Instinctively, she twists her shoulders to glance behind. The iron links binding her wrists stretch toward the wall, fastened into the stone with a heavy clasp. Dust and rock fragments scatter across the ground where the chain seems to have been fixed only recently. The iron itself gleams unnaturally clean, almost polished... an unsettling contrast against the rusted, timeworn chains that suspend the room's old lanterns.

Her eyes follow those corroded lines upward, where glass-boxed candles sway faintly with the draft. The lanterns hang on pulleys, their chains designed to rise or descend at will, making it easier to snuff or light the flames. Their dull glow paints the forge in amber shadows, glinting across rough stone walls patched here and there with wooden boards, and catching the edge of metal tools piled neatly in corners. This is not a cell. It is a workshop... alive with the memory of labor and fire... yet she has been bound here like an afterthought, an inconvenience chained amid iron and ash.

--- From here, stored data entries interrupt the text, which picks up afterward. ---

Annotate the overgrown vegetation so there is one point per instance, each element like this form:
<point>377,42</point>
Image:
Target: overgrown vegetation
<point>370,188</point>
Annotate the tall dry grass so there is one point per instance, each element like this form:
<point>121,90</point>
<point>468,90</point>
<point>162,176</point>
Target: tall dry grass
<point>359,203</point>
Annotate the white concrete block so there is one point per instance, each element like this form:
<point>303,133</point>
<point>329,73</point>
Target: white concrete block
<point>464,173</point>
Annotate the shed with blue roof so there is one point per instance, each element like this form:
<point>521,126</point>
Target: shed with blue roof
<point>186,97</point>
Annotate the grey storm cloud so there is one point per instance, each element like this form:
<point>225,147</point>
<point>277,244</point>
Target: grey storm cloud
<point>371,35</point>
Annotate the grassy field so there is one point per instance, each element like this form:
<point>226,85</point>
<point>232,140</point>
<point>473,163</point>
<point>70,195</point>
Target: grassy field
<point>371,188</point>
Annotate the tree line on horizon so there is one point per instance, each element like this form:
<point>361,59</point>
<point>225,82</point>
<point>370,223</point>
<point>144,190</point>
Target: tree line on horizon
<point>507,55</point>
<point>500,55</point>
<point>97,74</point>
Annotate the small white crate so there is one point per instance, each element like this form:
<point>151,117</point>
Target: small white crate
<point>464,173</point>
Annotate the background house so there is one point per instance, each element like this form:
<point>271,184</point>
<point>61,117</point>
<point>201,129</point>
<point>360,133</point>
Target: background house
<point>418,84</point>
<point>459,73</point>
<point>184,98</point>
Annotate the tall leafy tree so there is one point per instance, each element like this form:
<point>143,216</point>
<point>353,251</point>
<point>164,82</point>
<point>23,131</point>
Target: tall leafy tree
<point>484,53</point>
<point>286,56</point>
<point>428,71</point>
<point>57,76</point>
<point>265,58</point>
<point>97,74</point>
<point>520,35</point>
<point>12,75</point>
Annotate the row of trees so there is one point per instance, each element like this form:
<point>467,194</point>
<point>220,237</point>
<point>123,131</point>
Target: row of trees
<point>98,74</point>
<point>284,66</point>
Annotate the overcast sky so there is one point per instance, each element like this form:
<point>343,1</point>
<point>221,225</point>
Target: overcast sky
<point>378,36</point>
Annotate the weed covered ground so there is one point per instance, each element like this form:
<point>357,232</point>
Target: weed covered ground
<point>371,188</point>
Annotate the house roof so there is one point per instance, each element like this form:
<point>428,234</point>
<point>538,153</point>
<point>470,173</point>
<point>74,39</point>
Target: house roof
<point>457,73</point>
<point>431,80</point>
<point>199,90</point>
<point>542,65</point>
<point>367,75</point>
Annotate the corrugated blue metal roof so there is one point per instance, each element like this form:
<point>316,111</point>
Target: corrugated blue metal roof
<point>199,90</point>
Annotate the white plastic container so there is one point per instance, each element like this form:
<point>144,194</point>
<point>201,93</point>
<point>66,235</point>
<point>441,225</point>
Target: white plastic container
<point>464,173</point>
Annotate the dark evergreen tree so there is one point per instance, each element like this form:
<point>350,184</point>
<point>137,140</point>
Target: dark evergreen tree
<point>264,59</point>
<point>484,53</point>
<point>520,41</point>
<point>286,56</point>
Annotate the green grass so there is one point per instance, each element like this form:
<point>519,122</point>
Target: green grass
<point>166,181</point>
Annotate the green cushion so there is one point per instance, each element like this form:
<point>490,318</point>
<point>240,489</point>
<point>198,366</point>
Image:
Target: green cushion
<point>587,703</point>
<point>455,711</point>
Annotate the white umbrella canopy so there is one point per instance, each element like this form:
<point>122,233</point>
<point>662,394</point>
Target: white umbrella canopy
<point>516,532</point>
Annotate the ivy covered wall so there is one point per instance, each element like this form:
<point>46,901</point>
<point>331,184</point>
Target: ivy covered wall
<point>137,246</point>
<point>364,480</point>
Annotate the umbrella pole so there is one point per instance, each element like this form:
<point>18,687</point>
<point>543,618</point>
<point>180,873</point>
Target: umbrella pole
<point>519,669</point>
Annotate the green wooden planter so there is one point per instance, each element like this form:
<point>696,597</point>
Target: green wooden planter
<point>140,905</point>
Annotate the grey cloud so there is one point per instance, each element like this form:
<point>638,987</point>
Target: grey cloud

A few minutes pass, filled only with the clang of iron striking iron and the low scrape of tools against stone. The rhythm is steady, almost ritualistic, echoing through the cavern like the heartbeat of the forge itself. Every clang of metal was a reminder: she was in their world, where iron spoke louder than pleas. Then, without warning, the dwarf turns toward her, a small, sharp axe resting casually on his shoulder, its edge catching the lantern light with a cold gleam.

- Wait... wha—what are you planning...?

Her eyes instinctively close as the axe descends with alarming speed. A piercing noise shatters the air. Slowly, she peeks and discovers herself unchained. Her breath, before trapped in her lungs by fear, comes out fast as relief runs through her. Every shout, every tremor of fear, every desperate effort she made to protect Marion... it has all been worth it. She had finally let her aching voice out and her pleas had been heard. "It was... terrifying, yet I have never felt so free."